From education to employment

UK Government must prioritise energy and utilities skills if it is to meet ambitious net zero targets

Phil Beach

Energy and Utility Skills (@EUSkills) launches Workforce Renewal & Skills Strategy 2020 – 2025

The energy and utilities sector will play a crucial role in delivering Government’s net zero targets. However, the sector is facing immediate skills challenges and will require 277,000 skilled people by 2030. The Energy & Utilities Skills Partnership needs a clear Government commitment to support the development of new skills in the sector that will underwrite the delivery of the recently announced 10-point plan.

The ambitious 10-point plan announced by the UK Government, to underpin the green revival in jobs and infrastructure, provides a welcome sense of direction and purpose. But delivery will depend on generating the right skills. Offshore wind generation, increasing use of hydrogen in homes and businesses, the nationwide roll out of millions of heat pumps, lacing the land with electric vehicle charging points, carbon capture and nuclear power ambitions all depend on the energy and utilities sector. The bold 10-point plan can only be delivered with an investment in generating the right skills rapidly.

The Energy & Utilities Skills Partnership (EUSP) a collaboration of 30 major organisations in the sector, has come together with a mandate to ensure the safe, skilled and sustainable workforce needed to deliver essential services to over 67 million homes, and to meet net zero targets. The energy and utilities sector has always been of critical importance to the country. Throughout the recent pandemic, the lights have stayed on, homes heated, and clean water and waste management provided, and the sector will play an equally central role in achieving the net zero targets, providing many thousands of green jobs for decades to come.

The EUSP published the Workforce Renewal & Skills Strategy 2020-2025 in June which acknowledges the rapidly changing landscape that includes Net Zero Carbon targets, the impact of COVID-19, exiting the European Union and potential policy divergence between the UK Government and the devolved administrations. Among other things, the strategy highlighted the importance of collaboration across the UK, investment in industries that are of strategic importance to Government priorities and a drive to improve diversity and inclusion in the sector.

As we look to the future and think about the opportunities to build back greener, there are real positives, some challenges to overcome together and choices to make. The 10-point plan, which sets out to deliver 250,000 green jobs in the next decade, is rightly ambitious. But it cannot be achieved without ensuring that the right skills are in place and that need is pressing. It is imperative that adult education, wider skills development and apprenticeship funding is targeted effectively at those areas that will deliver these crucial green jobs in time to meet the Government’s net zero timeline.

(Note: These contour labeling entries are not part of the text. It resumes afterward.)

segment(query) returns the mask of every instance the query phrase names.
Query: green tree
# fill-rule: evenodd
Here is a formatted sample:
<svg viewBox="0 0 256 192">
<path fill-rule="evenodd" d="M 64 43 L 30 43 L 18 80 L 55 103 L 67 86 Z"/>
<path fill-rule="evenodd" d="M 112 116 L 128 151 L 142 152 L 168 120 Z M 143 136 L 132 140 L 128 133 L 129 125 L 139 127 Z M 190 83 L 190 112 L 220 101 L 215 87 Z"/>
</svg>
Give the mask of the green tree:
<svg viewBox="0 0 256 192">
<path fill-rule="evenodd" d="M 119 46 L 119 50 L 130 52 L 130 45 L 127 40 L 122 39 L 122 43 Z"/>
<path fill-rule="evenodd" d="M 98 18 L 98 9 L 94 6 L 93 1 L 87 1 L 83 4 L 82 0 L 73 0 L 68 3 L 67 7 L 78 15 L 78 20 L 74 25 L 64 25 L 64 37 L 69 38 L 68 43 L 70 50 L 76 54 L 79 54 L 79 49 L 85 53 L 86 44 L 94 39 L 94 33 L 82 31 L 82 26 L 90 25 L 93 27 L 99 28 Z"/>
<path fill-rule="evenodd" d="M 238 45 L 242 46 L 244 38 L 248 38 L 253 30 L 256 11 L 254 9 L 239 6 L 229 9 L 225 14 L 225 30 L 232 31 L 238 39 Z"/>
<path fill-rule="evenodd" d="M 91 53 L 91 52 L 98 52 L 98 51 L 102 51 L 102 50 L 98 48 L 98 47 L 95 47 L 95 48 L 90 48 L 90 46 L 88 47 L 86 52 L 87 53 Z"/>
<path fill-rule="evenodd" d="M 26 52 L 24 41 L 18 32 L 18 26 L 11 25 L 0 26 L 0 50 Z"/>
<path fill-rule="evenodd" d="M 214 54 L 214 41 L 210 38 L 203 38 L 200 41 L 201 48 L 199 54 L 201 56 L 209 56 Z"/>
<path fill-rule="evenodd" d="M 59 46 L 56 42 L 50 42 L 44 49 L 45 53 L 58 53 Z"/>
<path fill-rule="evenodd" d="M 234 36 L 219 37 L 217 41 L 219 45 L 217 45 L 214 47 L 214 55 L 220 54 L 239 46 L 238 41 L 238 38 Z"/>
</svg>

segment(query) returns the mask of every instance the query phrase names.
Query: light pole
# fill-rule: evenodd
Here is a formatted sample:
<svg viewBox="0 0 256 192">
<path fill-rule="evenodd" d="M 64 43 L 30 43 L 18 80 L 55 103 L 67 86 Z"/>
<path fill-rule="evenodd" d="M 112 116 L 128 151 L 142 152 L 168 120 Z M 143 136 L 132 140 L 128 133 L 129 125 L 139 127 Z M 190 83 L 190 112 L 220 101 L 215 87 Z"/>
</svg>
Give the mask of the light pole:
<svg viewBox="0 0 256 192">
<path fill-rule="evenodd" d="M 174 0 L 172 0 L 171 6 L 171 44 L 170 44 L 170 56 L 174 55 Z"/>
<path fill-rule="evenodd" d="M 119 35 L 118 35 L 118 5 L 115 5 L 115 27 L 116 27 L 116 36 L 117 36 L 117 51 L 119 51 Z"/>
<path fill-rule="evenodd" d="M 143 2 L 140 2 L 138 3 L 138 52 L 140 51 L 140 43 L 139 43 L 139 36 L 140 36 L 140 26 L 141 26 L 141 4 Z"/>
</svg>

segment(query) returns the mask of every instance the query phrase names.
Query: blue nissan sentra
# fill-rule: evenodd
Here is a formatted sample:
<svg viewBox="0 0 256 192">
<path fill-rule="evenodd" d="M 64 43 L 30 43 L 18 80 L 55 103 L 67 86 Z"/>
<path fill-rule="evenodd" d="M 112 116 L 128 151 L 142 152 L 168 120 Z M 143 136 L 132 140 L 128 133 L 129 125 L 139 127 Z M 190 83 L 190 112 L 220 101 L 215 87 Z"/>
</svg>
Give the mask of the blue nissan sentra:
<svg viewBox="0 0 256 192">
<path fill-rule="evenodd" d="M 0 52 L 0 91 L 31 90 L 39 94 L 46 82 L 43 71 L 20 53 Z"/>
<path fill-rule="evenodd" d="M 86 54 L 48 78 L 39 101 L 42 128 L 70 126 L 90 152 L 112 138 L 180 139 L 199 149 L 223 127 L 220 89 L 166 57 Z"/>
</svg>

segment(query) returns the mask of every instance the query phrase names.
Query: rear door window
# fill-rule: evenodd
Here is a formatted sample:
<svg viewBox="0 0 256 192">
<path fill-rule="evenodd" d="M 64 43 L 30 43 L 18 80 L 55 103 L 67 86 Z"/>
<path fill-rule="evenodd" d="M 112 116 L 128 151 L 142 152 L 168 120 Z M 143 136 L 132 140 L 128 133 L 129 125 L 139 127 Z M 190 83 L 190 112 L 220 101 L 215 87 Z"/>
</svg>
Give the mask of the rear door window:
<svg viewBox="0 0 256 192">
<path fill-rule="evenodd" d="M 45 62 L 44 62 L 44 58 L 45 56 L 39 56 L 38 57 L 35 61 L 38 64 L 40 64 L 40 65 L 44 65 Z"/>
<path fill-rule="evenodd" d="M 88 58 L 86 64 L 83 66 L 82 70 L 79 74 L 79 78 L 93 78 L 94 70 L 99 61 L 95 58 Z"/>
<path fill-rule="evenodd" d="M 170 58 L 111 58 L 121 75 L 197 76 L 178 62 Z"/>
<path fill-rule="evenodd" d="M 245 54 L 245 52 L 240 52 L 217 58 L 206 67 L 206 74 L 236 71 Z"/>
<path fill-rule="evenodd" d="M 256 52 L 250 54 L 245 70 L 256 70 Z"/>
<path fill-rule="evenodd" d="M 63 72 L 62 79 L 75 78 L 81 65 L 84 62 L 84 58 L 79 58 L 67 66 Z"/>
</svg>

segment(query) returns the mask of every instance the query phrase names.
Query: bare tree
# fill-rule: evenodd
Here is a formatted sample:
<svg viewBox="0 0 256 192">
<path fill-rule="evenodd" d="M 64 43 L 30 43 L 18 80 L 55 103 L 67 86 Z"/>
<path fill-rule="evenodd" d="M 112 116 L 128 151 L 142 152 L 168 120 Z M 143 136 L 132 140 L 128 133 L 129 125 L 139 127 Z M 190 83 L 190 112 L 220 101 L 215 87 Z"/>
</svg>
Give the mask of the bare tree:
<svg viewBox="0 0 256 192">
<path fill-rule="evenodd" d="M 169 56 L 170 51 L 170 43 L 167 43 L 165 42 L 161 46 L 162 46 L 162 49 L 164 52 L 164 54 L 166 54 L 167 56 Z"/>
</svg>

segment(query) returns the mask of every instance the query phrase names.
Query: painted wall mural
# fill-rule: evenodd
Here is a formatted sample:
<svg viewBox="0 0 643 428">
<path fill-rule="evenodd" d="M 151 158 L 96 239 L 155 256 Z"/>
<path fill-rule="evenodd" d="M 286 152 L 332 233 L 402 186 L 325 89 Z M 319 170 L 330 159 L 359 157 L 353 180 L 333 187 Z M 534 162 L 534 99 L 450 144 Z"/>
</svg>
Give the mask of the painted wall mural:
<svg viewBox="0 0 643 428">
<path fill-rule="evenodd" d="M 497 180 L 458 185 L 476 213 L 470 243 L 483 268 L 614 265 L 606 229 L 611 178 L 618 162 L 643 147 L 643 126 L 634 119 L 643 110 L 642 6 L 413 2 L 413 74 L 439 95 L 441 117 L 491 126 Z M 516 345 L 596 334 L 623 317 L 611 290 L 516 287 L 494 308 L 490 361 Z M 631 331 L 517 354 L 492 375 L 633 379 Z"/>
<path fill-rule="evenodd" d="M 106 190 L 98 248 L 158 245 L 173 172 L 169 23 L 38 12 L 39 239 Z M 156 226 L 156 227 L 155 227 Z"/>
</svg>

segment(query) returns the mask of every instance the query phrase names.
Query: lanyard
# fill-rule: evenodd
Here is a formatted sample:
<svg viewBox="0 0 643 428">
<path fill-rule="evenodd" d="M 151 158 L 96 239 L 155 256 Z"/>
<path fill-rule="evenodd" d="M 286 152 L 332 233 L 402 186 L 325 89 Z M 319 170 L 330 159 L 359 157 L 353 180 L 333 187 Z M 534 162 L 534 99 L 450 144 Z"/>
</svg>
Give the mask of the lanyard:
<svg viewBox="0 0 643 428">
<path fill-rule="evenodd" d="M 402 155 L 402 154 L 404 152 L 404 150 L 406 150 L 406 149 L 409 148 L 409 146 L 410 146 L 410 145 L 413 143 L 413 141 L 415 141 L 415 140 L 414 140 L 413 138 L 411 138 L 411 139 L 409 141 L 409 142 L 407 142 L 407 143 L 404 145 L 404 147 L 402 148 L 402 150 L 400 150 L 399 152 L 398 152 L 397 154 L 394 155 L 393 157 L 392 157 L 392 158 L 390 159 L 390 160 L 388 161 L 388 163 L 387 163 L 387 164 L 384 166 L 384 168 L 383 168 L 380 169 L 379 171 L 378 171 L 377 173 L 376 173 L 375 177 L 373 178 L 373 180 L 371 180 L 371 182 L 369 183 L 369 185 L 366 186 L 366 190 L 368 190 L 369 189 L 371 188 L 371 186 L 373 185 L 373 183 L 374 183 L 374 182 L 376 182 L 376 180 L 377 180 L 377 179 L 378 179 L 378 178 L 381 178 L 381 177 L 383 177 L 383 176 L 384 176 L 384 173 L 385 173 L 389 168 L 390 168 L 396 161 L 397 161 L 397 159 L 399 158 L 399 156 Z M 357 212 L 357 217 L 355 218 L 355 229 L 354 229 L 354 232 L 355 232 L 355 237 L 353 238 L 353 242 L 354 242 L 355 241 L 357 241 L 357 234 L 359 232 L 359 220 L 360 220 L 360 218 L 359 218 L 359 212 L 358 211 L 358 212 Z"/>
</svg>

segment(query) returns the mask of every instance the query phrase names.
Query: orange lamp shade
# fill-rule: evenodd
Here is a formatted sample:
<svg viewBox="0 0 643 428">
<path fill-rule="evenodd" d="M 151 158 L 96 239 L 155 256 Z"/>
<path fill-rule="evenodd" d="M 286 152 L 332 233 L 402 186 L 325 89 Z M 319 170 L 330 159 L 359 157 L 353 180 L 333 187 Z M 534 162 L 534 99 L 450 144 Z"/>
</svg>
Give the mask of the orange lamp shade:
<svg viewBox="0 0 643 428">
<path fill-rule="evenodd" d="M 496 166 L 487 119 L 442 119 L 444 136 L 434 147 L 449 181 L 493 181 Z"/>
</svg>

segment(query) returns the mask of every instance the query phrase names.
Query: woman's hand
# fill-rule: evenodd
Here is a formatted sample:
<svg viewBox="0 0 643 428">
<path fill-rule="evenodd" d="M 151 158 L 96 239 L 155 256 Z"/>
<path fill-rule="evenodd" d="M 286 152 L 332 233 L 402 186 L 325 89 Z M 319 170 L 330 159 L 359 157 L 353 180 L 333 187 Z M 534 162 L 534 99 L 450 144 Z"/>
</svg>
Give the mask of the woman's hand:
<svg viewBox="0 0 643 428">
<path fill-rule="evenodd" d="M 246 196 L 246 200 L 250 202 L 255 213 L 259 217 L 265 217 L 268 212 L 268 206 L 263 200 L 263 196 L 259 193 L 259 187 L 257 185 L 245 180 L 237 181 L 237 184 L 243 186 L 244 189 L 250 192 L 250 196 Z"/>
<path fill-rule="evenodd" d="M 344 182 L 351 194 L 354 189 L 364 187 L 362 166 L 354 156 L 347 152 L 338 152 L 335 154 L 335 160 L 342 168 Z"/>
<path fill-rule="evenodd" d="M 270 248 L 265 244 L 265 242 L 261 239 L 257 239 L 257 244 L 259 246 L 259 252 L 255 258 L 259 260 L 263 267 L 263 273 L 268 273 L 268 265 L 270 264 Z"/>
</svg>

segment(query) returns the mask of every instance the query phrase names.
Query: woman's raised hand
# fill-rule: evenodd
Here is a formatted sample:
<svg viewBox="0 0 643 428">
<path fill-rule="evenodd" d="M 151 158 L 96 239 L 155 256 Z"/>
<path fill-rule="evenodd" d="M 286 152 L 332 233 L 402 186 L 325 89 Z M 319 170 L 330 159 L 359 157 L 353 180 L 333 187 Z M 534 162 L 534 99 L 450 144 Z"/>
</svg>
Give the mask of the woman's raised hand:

Phil Beach CBE, Chief Executive of Energy & Utility Skills, comments:

“The Energy & Utilities Skills Partnership will be in the vanguard of delivering Net Zero Carbon targets. Green jobs are an essential part of achieving this ambition and must be given high priority. We would urge Government and the Green Jobs Taskforce to explore all possible avenues to focus training, skills development and funding in those sectors that will make the delivery of net zero a reality. We ask Government to work with devolved administrations, regulators and key stakeholders to ensure a coherent approach to meeting this skills challenge. By working together, we can ensure a highly skilled, safe and productive workforce that will be needed to meet these bold ambitions.”